Of course, Leggett hopes the peakists (those who believe oil supplies have peaked, making oil less available and increasingly less affordable) are wrong. But given that he’s an ‘early peakist’ himself, and believes that oil production has actually already peaked, this is just a hope.
Even with enhanced oil recovery techniques that extend the life of existing oil fields (such as drilling horizontally and carbon dioxide flooding) he explained, and the oil that can be extracted from the Canadian Tar Sands in Northern Alberta or the liquid fuel that can be made from coal, we won’t be able to bridge the energy shortfall. And, given that extracting oil from tar sands and fuel from coal are notoriously “filthy processes” that emit huge quantities of greenhouse gases, none of these alternative scenarios even begin to take into account climate change.
Here’s an example that demonstrates problem: Canada’s Tar Sands will produce 2.5 million barrels of oil a day by 2015, said Leggett, the same amount that the UK is predicted to consume by 2025. Hardly a reason to hail the Canadian Tar Sands as the answer to our oil needs, or the next North Sea (as large sectors of the media have done).
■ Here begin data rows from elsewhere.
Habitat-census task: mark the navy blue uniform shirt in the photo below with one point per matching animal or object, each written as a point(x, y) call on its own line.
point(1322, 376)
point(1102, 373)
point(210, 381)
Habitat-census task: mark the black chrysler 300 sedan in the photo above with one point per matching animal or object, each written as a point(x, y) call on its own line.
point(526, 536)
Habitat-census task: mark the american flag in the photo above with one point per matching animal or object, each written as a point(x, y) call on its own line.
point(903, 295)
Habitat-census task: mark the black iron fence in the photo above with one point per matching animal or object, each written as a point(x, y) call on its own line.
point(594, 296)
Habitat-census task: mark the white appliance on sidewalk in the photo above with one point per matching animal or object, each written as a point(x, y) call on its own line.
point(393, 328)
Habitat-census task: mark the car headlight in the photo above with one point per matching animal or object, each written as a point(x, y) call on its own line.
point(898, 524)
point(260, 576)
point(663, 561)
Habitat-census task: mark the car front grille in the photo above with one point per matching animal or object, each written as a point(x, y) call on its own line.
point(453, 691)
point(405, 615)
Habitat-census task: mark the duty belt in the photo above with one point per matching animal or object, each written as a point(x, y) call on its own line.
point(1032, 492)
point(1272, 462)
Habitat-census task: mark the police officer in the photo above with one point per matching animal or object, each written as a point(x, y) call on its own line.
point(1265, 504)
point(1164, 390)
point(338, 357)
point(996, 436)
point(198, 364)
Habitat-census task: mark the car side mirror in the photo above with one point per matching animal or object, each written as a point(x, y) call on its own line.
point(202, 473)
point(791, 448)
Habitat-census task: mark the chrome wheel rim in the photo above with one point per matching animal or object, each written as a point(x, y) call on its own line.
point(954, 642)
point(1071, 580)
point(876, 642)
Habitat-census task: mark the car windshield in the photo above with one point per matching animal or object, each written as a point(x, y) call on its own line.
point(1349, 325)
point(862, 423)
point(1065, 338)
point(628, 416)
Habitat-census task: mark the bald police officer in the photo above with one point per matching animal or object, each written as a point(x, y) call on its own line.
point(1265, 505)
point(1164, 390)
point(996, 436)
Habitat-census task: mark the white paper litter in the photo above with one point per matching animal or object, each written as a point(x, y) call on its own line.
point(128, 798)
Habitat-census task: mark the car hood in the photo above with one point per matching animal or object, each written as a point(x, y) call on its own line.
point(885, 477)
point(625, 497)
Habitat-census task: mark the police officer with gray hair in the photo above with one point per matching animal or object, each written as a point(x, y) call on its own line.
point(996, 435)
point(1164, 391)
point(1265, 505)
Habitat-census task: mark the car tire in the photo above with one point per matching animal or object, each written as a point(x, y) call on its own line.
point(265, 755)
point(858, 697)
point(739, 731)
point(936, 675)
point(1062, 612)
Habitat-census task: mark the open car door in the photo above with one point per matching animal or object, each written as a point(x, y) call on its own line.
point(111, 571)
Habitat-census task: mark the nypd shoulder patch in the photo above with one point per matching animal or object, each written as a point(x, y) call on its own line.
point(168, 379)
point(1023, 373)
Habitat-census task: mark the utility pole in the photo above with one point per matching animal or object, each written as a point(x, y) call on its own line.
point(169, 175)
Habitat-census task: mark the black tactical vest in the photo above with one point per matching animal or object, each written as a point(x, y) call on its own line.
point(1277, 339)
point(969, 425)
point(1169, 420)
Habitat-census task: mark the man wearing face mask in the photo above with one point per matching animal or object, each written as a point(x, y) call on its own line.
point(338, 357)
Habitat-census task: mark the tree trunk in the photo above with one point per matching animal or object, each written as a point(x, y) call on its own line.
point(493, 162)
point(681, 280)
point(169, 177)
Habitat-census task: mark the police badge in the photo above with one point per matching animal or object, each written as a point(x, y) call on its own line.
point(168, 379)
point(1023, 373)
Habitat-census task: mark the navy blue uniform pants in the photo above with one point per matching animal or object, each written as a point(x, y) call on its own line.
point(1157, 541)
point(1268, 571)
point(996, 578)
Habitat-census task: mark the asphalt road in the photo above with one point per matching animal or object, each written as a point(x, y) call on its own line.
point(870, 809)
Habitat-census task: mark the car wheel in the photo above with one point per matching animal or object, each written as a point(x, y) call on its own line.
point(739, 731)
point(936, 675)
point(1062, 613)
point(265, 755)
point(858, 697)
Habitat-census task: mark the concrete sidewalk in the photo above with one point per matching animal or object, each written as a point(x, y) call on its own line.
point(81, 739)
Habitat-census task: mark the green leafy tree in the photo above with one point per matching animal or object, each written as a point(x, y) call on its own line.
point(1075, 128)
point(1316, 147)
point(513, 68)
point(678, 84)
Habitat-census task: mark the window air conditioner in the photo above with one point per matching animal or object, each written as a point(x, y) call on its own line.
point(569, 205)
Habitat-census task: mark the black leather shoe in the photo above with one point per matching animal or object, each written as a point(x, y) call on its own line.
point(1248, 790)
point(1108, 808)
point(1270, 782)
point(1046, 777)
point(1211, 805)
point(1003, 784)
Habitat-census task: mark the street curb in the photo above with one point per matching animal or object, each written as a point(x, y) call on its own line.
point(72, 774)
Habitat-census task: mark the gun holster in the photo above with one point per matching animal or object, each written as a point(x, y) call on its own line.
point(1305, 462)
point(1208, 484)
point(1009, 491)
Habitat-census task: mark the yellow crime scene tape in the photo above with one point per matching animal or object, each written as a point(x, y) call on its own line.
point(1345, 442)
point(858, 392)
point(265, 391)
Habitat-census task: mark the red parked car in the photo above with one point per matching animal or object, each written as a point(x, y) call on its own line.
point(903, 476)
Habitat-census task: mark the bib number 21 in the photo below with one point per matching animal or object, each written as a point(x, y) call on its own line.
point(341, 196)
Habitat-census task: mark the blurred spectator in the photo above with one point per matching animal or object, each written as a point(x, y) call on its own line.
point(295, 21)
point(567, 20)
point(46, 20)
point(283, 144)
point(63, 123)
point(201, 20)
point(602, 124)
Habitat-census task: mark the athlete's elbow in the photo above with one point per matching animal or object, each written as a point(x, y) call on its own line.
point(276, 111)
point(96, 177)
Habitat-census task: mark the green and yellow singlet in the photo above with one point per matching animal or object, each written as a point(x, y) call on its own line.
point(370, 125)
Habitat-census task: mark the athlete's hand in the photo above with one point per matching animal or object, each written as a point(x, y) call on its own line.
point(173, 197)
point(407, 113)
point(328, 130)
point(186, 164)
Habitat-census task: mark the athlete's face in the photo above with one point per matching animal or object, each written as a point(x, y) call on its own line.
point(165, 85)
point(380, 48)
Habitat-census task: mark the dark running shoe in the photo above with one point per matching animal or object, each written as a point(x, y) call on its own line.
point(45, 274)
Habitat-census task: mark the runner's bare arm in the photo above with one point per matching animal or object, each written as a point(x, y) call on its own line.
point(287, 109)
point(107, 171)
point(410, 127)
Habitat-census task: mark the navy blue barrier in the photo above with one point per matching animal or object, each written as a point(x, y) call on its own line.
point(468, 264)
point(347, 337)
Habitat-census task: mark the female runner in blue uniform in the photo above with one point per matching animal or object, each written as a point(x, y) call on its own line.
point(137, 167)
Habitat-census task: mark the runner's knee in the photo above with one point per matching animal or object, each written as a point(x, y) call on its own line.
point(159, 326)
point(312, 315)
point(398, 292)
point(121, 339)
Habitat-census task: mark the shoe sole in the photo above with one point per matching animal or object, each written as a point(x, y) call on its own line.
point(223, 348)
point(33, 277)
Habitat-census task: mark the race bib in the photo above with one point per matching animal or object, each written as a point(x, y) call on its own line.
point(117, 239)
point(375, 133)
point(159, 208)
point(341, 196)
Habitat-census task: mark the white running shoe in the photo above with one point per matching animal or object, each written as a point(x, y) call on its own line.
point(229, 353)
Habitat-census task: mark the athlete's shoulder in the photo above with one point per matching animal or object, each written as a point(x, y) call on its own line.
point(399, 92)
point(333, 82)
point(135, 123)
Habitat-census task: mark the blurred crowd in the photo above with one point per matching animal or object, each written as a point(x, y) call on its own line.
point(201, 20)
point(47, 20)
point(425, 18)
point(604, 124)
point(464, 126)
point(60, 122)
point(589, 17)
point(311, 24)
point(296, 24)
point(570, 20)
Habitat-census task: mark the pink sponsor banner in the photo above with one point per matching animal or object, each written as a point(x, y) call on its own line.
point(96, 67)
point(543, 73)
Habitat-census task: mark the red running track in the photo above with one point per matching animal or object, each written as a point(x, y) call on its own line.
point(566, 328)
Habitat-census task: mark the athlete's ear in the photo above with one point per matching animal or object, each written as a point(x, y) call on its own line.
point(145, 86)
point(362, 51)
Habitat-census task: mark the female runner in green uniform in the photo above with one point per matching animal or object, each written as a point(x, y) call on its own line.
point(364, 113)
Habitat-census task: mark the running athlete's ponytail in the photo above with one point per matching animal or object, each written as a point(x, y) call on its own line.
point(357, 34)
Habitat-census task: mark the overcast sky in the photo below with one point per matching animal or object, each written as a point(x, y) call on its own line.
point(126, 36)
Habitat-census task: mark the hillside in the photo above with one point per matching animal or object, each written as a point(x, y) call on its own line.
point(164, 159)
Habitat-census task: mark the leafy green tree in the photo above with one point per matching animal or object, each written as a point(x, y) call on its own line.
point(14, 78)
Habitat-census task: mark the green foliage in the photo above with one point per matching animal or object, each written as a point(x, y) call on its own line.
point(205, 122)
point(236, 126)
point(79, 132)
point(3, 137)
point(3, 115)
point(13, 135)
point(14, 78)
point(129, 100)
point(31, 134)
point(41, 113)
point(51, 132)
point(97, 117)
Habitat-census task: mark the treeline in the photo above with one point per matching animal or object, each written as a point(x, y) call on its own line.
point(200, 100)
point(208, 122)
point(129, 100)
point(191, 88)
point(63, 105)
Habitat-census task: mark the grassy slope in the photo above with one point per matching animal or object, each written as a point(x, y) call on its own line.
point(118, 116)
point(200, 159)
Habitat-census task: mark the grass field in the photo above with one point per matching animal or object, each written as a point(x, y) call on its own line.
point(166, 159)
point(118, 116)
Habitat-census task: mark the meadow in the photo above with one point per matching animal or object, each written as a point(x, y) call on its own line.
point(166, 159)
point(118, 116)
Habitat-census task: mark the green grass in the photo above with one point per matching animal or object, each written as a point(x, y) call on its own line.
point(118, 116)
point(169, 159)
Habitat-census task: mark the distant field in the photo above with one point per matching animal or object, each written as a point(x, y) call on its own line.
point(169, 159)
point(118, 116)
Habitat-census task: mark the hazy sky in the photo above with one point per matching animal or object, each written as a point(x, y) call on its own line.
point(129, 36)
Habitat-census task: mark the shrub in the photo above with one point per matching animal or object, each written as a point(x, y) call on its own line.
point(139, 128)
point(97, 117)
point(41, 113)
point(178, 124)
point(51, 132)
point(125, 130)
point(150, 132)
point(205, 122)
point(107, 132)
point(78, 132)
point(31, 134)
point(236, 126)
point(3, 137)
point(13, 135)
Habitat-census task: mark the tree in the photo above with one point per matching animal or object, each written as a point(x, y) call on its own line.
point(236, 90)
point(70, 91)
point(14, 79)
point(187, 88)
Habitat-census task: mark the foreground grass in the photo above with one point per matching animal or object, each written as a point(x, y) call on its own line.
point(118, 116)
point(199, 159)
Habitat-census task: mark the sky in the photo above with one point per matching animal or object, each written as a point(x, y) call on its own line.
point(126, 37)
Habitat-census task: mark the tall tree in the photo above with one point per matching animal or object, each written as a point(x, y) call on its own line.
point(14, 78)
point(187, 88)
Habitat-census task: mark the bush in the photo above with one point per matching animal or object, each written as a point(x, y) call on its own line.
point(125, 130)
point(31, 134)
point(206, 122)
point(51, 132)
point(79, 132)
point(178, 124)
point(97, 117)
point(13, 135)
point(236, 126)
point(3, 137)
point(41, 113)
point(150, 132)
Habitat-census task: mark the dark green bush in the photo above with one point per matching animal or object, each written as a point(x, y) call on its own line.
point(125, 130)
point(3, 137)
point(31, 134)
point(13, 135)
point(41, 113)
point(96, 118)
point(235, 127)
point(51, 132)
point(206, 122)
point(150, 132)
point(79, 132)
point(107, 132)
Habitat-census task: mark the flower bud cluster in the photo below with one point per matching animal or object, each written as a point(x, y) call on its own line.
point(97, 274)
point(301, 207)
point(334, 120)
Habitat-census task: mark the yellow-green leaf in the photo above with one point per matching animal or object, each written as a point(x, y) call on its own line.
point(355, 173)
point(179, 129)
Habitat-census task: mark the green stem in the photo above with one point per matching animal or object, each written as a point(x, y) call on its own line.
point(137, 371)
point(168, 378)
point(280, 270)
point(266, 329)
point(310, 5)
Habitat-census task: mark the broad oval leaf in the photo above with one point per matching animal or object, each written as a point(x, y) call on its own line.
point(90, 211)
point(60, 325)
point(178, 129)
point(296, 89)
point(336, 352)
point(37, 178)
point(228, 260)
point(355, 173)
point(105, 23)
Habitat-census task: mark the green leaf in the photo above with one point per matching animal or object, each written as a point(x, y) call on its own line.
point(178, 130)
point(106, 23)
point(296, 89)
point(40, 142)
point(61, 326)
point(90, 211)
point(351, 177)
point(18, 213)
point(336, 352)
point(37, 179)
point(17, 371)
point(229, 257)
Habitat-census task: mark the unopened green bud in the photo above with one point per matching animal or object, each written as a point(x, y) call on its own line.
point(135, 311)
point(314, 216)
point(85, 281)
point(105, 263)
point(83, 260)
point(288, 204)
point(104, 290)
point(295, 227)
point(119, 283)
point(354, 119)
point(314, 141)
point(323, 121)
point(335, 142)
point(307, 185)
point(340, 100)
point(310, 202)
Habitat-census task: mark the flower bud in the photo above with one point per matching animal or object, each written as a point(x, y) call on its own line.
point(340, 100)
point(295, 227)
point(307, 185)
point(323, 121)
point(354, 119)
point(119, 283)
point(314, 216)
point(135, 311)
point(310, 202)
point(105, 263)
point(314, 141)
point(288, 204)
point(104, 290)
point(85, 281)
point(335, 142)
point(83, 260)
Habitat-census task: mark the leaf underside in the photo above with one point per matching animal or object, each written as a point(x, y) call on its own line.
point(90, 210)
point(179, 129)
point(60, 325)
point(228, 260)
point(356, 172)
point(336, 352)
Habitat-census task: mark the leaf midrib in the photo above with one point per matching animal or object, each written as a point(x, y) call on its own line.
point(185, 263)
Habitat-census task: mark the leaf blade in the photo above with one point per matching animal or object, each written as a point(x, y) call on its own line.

What should we do? Concentrate our energies and money on “getting out of oil” and into energy conservation, advised Leggett. A technology-agnostic approach is the way forward — combining many different energy sources such as solar, biofuels, wind, hybrid, hydrogen and so on — and represents our opportunity to get it right this time round. Beware of the “nuclear vampire” he also warned. “Money will be tight and there’s going to be great competition between energy sources.” It’ll be up to us to ensure that the money goes towards renewable energy.